To test a database connection: nc -zv <db-ip> <db-port>.

For example:

nc -zv 172.31.10.174 27021

Terminate Busybox

kubectl delete -f busybox.yml

Check the CNAME Value of the YOUnite API Service

If the CNAME for the API server is api.younite.myco.com run the following:

nslookup api.younite.myco.com

You should get a response similar to the following:

Server:		172.31.0.2
Address:	172.31.0.2#53
Non-authoritative answer:
api.younite.myco.com	canonical name = a505346f7839d41dab018c1c9f95b0f4-1518693669.us-west-2.elb.amazonaws.com.
Name:	a505346f7839d41dab018c1c9f95b0f4-1518693669.us-west-2.elb.amazonaws.com
Address: 52.39.170.78
Name:	a505346f7839d41dab018c1c9f95b0f4-1518693669.us-west-2.elb.amazonaws.com
Address: 52.39.52.89

Slow CNAME Updates - Refresh the DNS cache

Flushing a system’s DNS cache allows it to pick up refreshed DNS entries. It is important to note that this action does not guarantee the resolution of CNAME update issues. This is because the DNS cache of the Internet Service Provider (ISP) may not have been updated at that point.

Windows

ipconfig /flushdns

OS X

sudo dscacheutil -flushcache; sudo killall -HUP mDNSResponder

Linux

  • For systemd-based distributions:

sudo systemd-resolve --flush-caches
  • For non-systemd or older distributions:

sudo service nscd restart

Health Endpoints

Public Facing Services

Curl can be used to check any of the public facing services: * YOUnite API * YOUnite Data Virtualization Service * YOUnite Notification Service * Kibana * YOUnite UI

See the kubernetes service spec file for the httpGet path and port number. The default values for each are supplied here:

YOUnite Stack Service CNAME default port path

younite-api

api

8080

/health

younite-ui

ui

443

/ (should get a redirect to IDP)

younite-notification-service

notifications

8080

/actuator/health

younite-data-virtualization-service

dvs

8080

/actuator/health

younite-kibana

kibana

5601

/

For example, to check the API service endpoint for the DNS organization name younite.myco.com check the health endpoint by running the following:

It should respond with:

{"status":"UP","groups":["liveness","readiness"]}[user-name@ip-172-31-15-161 test-client]

Note
The default port is show above. To get the service’s actual port see its deployment file in the Kubernetes spec directory.

Private Services

Not all services have public facing IPs but, they do have health endpoints. To test them, you will need to:

  • Get the IP address of the instances/node that the service is running on. See above:

    • Check What Services are Running

    • Check What Pods are Running on Which Nodes

  • Start a busybox instance in the cluster and use the wget command (instead of curl).

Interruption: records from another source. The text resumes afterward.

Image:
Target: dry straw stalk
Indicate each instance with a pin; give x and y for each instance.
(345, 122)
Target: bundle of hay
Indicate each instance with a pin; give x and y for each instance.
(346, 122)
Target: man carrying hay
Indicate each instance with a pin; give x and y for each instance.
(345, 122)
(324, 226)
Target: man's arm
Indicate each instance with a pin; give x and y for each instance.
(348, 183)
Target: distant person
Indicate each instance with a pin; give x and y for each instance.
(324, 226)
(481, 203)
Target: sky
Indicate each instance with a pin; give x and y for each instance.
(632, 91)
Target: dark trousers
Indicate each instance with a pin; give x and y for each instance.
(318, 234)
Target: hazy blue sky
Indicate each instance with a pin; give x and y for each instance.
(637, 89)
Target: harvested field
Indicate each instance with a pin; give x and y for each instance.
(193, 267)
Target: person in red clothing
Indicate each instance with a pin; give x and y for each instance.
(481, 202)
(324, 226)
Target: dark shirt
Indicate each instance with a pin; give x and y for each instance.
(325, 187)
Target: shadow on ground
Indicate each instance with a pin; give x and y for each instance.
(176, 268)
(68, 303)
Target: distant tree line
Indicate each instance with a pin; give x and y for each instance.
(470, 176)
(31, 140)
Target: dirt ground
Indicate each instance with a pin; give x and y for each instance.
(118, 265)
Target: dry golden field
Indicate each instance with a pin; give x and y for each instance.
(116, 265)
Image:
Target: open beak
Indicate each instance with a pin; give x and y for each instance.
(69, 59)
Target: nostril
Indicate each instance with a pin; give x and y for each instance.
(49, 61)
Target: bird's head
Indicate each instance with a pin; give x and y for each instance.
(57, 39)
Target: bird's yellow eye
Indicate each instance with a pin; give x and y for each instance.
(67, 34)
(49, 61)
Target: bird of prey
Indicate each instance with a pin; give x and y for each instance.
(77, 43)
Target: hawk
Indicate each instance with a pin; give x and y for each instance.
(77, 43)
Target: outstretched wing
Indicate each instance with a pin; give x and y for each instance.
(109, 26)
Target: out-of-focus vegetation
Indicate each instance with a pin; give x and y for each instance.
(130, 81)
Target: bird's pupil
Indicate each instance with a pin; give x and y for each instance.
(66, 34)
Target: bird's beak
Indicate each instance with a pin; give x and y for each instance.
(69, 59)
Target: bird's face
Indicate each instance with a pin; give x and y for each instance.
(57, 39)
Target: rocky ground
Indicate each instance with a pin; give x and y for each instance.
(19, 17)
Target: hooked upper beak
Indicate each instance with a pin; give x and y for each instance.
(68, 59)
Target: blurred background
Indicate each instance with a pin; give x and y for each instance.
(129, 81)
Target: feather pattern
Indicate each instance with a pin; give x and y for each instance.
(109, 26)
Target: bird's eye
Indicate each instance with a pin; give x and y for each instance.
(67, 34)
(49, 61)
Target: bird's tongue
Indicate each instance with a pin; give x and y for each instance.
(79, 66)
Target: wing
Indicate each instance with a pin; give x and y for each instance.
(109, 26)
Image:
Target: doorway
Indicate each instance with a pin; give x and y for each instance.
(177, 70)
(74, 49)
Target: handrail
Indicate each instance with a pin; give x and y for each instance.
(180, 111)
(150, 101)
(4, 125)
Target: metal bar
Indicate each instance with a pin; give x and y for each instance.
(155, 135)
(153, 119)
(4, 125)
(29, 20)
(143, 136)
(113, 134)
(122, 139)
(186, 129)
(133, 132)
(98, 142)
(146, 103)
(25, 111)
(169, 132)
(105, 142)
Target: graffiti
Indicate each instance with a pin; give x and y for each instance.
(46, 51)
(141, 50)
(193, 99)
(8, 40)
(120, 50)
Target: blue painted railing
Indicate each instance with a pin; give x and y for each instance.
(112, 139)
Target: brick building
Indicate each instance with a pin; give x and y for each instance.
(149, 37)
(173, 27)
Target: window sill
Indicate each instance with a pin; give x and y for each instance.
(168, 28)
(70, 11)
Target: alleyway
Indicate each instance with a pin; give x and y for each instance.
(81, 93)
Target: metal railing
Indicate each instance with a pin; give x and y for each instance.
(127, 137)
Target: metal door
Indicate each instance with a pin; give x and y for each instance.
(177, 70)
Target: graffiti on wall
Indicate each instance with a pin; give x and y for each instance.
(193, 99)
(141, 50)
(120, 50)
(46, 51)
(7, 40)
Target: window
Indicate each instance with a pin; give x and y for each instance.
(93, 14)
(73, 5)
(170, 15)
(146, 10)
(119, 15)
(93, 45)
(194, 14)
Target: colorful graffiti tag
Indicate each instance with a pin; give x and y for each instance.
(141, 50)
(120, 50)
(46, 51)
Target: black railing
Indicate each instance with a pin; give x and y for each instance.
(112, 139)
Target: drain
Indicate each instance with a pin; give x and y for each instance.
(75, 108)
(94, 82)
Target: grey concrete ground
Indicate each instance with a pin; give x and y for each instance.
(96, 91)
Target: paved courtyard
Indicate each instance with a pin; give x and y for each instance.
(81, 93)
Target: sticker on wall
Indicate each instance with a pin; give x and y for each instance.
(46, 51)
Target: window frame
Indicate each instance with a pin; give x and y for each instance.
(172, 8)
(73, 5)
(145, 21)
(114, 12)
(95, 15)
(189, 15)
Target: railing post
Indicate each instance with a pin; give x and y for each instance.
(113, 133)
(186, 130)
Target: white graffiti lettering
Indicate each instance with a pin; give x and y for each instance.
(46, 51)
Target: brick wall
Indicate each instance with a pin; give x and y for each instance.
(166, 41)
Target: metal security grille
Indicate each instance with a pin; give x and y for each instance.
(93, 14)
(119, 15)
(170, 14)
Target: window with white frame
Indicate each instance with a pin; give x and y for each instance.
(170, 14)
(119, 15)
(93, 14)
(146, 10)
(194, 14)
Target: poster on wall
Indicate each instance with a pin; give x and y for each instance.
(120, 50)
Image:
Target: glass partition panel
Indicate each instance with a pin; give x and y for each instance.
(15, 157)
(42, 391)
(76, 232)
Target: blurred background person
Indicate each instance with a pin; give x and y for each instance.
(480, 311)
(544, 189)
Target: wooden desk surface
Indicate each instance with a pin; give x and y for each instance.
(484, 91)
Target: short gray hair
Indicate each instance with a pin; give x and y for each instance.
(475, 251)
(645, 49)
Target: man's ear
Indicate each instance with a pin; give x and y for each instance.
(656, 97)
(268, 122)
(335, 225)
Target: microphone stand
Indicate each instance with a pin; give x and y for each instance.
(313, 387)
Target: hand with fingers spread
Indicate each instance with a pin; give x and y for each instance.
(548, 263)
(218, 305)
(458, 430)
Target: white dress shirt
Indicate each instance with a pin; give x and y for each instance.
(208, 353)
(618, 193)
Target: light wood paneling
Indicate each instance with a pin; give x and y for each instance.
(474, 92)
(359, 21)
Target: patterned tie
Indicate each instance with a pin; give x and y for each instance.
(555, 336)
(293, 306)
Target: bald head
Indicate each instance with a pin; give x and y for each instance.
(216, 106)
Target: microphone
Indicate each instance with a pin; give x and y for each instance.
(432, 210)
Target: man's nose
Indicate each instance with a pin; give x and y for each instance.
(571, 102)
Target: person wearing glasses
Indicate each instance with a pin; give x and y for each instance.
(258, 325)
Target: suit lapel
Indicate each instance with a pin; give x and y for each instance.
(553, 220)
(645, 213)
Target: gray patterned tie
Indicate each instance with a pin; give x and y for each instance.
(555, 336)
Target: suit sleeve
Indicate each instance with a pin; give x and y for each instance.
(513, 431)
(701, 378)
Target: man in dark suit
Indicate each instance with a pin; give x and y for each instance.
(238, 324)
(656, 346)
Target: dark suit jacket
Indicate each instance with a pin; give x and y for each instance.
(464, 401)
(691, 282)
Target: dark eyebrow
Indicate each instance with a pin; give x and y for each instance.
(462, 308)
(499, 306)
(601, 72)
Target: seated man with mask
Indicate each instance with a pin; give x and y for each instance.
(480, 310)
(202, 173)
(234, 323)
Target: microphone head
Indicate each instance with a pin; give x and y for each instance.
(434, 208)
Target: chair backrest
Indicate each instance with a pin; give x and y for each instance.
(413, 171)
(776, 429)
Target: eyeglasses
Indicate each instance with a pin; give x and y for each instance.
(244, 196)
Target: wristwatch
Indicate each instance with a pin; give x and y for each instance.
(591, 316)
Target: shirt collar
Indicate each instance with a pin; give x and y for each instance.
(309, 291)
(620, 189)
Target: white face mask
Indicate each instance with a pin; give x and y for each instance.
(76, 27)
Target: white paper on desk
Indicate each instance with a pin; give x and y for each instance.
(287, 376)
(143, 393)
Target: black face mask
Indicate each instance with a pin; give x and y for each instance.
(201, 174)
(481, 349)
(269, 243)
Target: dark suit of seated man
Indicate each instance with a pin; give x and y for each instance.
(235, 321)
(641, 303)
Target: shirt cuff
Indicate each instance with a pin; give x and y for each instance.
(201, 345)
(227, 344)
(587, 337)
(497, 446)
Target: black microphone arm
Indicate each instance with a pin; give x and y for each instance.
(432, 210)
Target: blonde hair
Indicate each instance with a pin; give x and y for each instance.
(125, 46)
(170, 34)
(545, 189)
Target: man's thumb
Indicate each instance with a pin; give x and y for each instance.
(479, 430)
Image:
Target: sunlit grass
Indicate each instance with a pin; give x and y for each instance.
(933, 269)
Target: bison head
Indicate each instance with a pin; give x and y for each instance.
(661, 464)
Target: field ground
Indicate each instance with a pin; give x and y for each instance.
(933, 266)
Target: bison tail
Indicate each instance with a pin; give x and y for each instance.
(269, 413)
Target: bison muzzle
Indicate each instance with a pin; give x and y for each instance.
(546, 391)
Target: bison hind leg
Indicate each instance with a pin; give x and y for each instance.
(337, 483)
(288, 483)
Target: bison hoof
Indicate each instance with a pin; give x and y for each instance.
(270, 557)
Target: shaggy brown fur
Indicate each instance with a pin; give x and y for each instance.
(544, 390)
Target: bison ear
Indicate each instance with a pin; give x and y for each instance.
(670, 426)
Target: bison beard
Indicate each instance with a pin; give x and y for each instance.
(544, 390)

    • See Using Busybox above.

YOUnite Stack Service default port path

YOUnite Off-the-Shelf Adaptors*

8080 - If multiple adaptors are running on a single node then each will have its own port - see each adaptor’s deployment file for the correct port.

/health

younite-mb (message bus)

61613

/

younite-elastic

9200

/

younite-logstash

4560

/

  • All adaptors are supposed to supply a health endpoint however implementations may choose not to provide one.

Note
The default port is show above. To get the service’s actual port see its deployment file in the Kubernetes spec directory.